The exhibition at the Architecture Museum consists, on one hand, of objects that are a product of the architectural process, that is, part of the developing architecture, always referring to it and therefore never entirely autonomous.
However, these objects – models, drawings and plans – undergo a modification of their documentary, independent status by being brought together in such fashion that a new form emerges, a form that makes the essence of the architecture (a physical presence that is somewhere outside) tangible, enabling us to perceive the absent form as a mental construct.
The space for the exhibition of these objects is the building of the Architecture Museum in Basel, whose outstanding architectural quality is defined by the fragile, glass shell of the façade.
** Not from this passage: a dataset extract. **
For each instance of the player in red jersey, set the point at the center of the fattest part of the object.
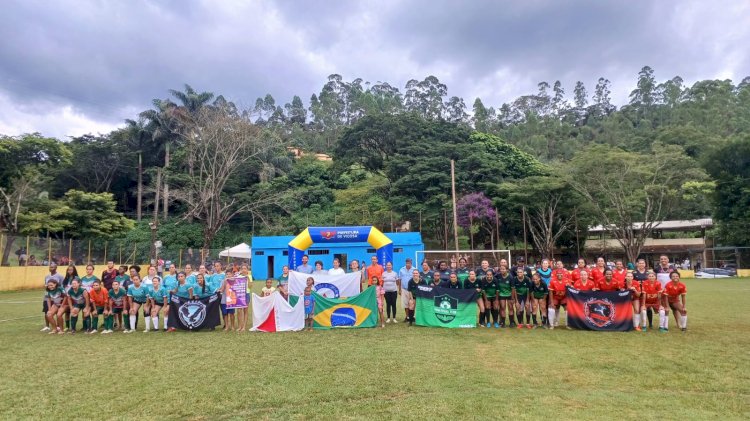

Silkscreens were printed on the glazing, each of them custom-made for the exhibition to match the size of the steel-framed windows of the building. They engage with the building and become part of it, not so much because of the actual, physical print but rather because of the potential of the cropped images to relate to their surroundings. Similarly, the images do not focus on the familiar perspectival rendition of real architecture, but rather on the intrinsic idea underlying these architectural realities.
We deliberately avoided the pitfall of an exhaustive representation of each project; straightforward, supposedly complete "legibility" (whose didactic value is questionable) was not our priority. We were more interested in connecting than in separating our projects, more interested in looking at them from a new vantage point and apprehending them in the larger context. Thus, the images and the white silkscreens on the glazing of the façade become an architectural work in their own right, so much so that they no longer need the architecture outside, although they are inconceivable without it.
A related approach in a different medium is demonstrated by Helmut Federle’s painting The Face (1982), on loan from the artist and on view in the architecturally defined space of the exhibition.